Pencil Stubs Online
Reader Recommends


 

Scranton Pennsylvania: Part One; Part Two

By LC Van Savage

The Donkey in Scranton Pennsylvania

This is Part One of a two-part story about a terrific two days I just spent in yes, Scranton, Pennsylvania if you can believe that one might actually spend time there. My family and I went there to bury Papavan, Mongo’s father and my father in law, who’d been born there, a place he loved dearly, a place that stayed close to his heart all of his life. Even after he had to leave it he got back there as often as he possibly could just to walk around and visit and be there. And indeed it really was a remarkable two days in Scranton.

Stanley Algird Van Savage was 94 when he died, and had outlived all his friends and nearly all his relatives. We buried him on November 11th , Veteran’s Day. He was not a veteran. The army wouldn’t take him into World War II because he was a bit too old, and a lot 4F, something about a bad leg of which he never spoke. Besides, he also had a young family, relatives and ageing parents to care for, and he did that well. Papa had not a lot focuses in his life, but his biggest were work and family, and while he never became a wealthy man, he did a good job nonetheless with what he had.

Mongo and I, and 2 of our sons, Mark and Paul, drove to Scranton, getting there the afternoon before the next-day burial, so we decided to drive around Mongo’s old home town of Scranton, PA. It was nice. Our hotel was on a bluff overlooking the city, a bluff now covered with all the big, glittering businesses of our country; Staples, Barnes and Nobel, Home Depot, Sears, Wal-Mar, restaurants —everything. But fifty years ago Mongo drove me to that very same bluff in Papa’s 1948 black Mercury. The land there was empty then, and it’s where Mongo gave me my tiny engagement ring that night in that black Mercury. We could see slag heaps off in the distance, small clusters of blue flames dancing all over them. They, and my new ring, were beautiful to see. His mother, named Marion, (we called her Mamavan) gave Mongo her own engagement ring for him to give to me which he had reset, and I wore it the next day when we buried Papa, when we said goodbye to both of his parents forever.

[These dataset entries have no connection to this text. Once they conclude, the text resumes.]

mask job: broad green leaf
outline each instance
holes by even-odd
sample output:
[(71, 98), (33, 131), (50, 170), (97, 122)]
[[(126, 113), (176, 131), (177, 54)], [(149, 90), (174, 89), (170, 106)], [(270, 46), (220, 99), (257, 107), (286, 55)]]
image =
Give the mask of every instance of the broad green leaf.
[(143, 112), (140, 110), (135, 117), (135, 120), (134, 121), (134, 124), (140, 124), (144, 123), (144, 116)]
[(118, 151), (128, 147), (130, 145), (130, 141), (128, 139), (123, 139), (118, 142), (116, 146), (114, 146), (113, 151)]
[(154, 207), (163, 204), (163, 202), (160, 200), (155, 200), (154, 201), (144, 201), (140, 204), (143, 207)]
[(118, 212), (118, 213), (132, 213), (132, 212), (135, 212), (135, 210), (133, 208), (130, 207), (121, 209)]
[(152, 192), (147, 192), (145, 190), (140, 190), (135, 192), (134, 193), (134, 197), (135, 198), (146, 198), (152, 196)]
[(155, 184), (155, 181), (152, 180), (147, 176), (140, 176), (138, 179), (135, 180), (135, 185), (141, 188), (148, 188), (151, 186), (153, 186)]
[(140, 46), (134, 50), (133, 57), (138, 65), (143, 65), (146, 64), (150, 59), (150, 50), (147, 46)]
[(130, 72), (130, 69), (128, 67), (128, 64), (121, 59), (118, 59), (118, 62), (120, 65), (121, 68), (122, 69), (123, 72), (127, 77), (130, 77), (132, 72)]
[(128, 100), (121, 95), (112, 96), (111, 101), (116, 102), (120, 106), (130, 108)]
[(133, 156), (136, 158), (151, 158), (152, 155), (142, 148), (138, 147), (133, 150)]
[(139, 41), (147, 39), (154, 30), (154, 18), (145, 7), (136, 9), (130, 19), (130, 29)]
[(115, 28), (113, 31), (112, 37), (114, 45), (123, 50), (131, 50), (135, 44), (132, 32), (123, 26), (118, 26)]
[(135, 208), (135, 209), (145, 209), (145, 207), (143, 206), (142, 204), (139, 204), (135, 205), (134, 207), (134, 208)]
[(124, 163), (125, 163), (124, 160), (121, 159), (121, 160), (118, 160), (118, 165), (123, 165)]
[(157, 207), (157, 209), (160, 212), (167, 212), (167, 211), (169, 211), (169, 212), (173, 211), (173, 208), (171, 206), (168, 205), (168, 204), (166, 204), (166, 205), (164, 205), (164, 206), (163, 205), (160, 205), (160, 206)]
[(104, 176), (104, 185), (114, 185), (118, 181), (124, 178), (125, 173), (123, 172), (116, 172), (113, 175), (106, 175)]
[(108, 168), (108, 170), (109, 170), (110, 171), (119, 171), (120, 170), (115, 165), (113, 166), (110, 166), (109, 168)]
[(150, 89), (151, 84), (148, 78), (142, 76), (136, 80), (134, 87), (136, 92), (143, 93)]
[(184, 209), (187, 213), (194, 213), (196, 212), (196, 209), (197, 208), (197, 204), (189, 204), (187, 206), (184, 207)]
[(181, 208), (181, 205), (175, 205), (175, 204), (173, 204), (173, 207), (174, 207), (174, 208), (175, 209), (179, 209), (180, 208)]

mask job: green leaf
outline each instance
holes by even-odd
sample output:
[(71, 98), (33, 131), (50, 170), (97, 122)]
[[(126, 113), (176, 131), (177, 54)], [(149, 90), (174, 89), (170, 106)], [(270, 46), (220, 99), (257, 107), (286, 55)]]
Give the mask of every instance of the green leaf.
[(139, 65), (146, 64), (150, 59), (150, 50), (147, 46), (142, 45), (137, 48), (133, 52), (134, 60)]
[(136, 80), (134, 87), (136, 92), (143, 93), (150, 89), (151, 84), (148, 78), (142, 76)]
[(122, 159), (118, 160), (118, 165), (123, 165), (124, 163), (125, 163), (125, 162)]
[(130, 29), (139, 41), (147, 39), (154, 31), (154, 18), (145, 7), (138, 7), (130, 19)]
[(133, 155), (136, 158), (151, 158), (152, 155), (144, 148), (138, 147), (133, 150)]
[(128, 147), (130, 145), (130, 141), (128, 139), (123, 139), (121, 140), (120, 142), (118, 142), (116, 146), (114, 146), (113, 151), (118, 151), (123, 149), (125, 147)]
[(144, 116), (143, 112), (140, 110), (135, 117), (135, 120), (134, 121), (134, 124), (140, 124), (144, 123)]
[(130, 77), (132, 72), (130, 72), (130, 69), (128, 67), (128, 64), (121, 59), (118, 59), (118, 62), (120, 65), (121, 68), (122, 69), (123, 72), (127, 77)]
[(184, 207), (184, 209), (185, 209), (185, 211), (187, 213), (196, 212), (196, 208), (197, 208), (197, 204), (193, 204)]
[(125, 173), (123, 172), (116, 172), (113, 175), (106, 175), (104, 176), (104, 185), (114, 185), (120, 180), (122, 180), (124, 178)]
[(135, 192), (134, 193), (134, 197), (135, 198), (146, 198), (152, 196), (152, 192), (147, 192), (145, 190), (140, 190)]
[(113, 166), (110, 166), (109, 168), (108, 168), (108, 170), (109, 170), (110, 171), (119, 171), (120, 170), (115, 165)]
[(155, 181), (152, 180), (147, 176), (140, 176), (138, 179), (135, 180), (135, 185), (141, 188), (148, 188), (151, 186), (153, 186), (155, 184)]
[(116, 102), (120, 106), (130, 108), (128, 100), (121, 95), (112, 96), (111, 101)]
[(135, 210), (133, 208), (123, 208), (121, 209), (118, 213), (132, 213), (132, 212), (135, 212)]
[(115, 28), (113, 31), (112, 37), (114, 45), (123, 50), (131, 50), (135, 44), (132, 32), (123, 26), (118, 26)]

They now rest next to each other in a beautiful cemetery in Clarks Summit, PA.

Early that evening as Mongo drove us around his old haunts, we saw that those areas of Scranton were unchanged, shabby, and constant, representing the very best and strongest of America. It was a strange, weird time-warp and we could almost see exactly how Scranton had been when Papa and his family lived there. We saw Mongo’s unchanged high and junior high schools and the places where he’d worked and played, hiked and boy-scouted as a kid, all some distance from his homes, all walkable or bikable. (Mongo never owned a car until after we were married.) He showed us homes that had at one time begun to sink into the ground from being built on top of the miles and miles of coal mines below. He drove us under a small cement arched bridge, the same one he and I had driven beneath when we were engaged, and he honked and the sound echoed just as it had back in the 1950s when he told me to make a wish. He said it would come true. It did.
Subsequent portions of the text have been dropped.